Many thanks. Sarah :?
 #3494  by AdamD
 11 Jun 2019, 11:30
This usually happens when a clipped queen cannot fly with a swarm and goes under the hive; the bees stay with her and the brood nest develops. Do you have a laying queen in the hive or queencells or something else?

Note that bees can pass food through the mesh floor and pheromones can pass through too, of course.
My suggestion is to move the brood box off, move the hive floor and replace the hive floor with another if you have one and put the varroa tray in place to stop flyers congregating there again.

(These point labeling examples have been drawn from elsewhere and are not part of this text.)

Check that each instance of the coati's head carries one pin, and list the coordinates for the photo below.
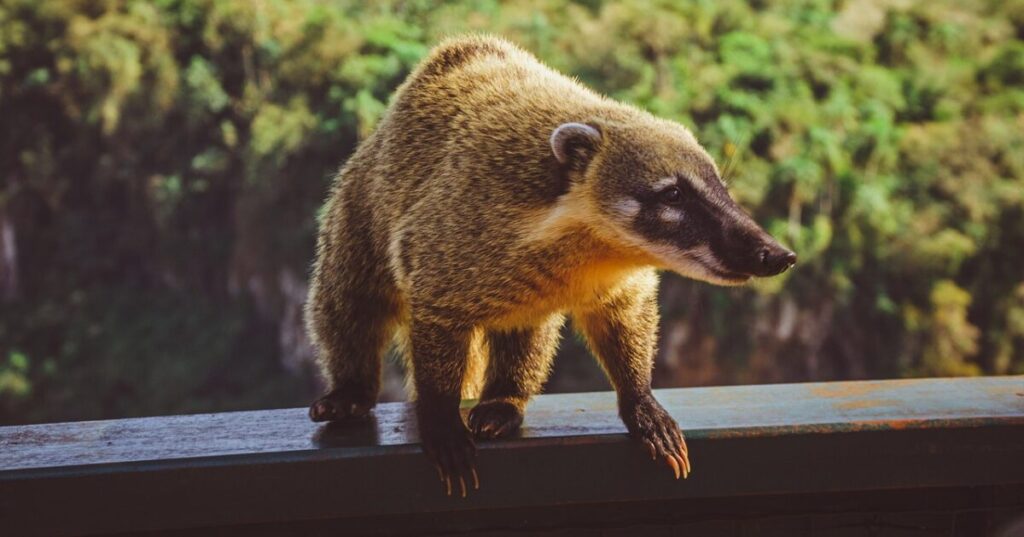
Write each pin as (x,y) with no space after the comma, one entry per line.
(654,189)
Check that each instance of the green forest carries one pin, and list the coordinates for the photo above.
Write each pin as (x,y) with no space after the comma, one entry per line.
(163,164)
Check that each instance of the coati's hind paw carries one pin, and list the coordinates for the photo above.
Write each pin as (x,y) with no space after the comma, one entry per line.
(491,419)
(340,405)
(649,423)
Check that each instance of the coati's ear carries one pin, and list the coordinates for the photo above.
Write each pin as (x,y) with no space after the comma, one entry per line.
(574,143)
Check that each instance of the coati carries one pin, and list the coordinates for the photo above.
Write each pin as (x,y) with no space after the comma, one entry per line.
(495,199)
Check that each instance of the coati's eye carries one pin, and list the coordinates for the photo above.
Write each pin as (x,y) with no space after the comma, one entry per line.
(671,196)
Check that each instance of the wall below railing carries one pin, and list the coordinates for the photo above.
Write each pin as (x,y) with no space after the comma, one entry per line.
(898,457)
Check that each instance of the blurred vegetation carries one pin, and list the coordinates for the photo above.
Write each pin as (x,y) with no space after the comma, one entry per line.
(162,164)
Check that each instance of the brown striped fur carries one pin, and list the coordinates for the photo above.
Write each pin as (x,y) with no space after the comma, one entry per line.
(455,228)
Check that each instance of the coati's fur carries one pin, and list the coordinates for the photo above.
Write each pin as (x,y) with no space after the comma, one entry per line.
(469,224)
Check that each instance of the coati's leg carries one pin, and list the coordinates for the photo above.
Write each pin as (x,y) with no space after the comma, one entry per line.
(520,362)
(439,358)
(351,315)
(622,333)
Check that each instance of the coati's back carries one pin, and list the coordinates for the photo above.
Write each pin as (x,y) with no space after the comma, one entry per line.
(476,114)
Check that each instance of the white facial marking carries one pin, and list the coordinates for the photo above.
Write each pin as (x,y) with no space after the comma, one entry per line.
(627,207)
(671,215)
(697,183)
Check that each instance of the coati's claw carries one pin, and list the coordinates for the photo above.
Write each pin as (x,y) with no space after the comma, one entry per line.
(340,406)
(649,423)
(453,452)
(491,419)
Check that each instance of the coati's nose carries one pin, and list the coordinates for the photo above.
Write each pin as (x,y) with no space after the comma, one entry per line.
(775,259)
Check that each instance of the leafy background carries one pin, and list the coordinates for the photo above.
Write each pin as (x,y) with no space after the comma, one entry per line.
(162,165)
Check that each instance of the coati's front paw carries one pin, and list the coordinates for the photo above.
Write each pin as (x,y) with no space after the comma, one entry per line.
(491,419)
(340,405)
(649,423)
(450,445)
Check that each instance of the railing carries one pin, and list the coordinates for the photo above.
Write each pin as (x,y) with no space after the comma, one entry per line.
(900,457)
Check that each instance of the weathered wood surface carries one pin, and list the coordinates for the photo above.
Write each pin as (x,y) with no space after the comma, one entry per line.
(275,467)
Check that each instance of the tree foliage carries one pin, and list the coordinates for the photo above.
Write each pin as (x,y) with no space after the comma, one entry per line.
(162,165)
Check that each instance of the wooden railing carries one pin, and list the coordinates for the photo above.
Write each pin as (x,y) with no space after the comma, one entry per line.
(900,457)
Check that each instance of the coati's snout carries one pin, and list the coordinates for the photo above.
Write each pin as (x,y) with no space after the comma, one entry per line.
(663,194)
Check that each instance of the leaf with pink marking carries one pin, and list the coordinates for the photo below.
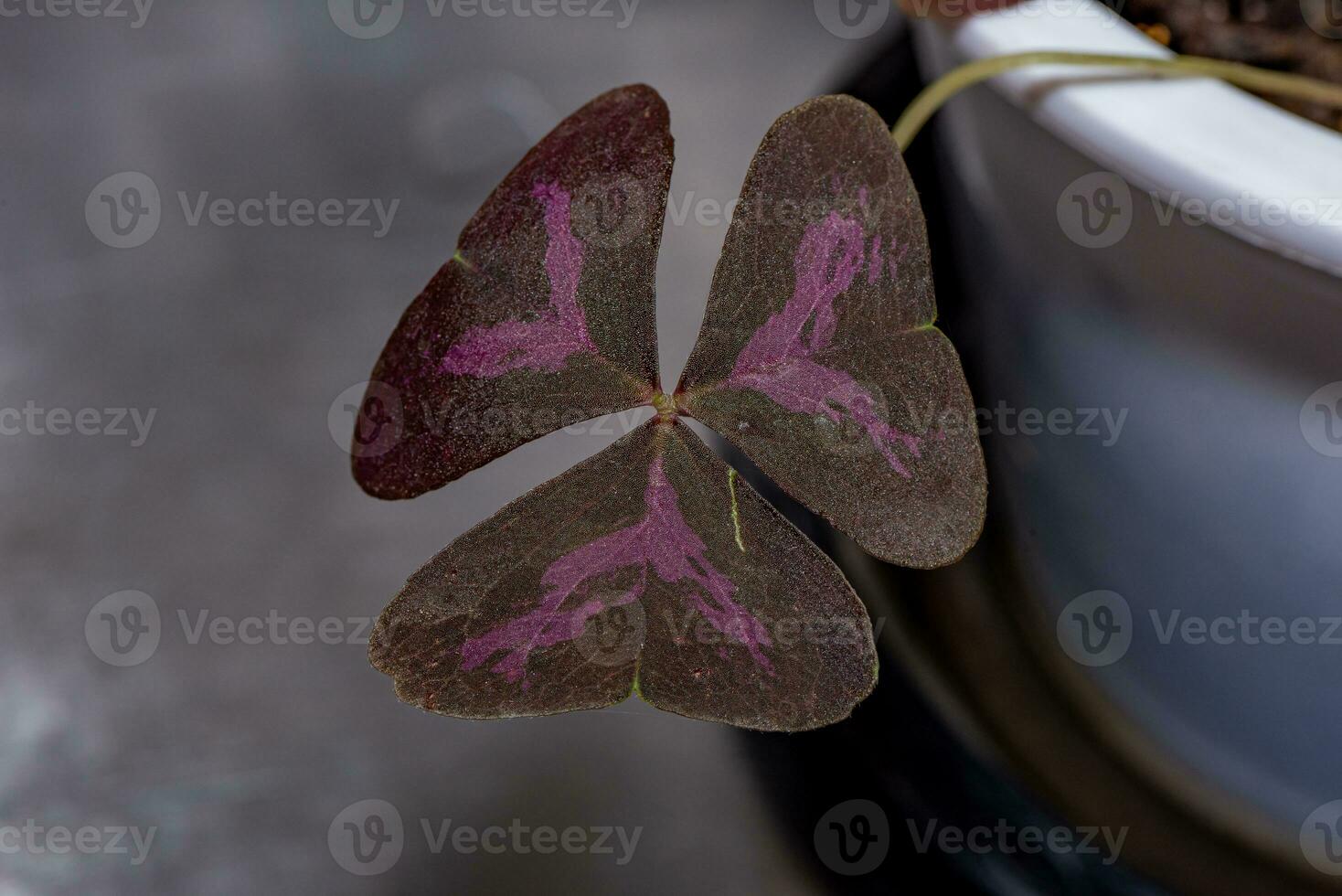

For the bees under the hive floor, you may decide to cut the comb off and discard it or fix it inside un-waxed frames with elastic bands or insulating tape, depending on the size of the comb.
If the original hive has sealed queencells, you may consider housing the "underneath bees" in a hive on the old site and moving the hive with queencells to one side; this is in essence an artificial swarm of course.
I am speculating here - your situation may be different to my 'best guess' - so please tell us more!
 #3496  by Alfred
 11 Jun 2019, 13:08
Adam is an expert and I am not but for what it's worth, I had a lifetime supply of swarms last month and every one tried to go under the floor when I installed them into hives.
The first one caught me out so I had to remove them as best I could with smoke and a long bee brush,then I reinstalled the tray and taped a board over the slot.
I repeated the board trick with the rest.
After an hour they were all happily inside.
 #3508  by SARAHmidland
 11 Jun 2019, 20:05
Hi Adam

There is no colony in the hive at all now all underneath. My guess is that when the colony swarmed the new colony formed underneath the hive. I think when the weather gets better I will try and locate the queen and have a better look at what is going on and then do your suggestion of taping the comb to unwaxed frames. Do you still think that is the best course of action?
 #3512  by Patrick
 11 Jun 2019, 21:22
Hi Sarah

You say a colony of your bees. Was this an established colony, with drawn comb, brood etc or a swarm on foundation?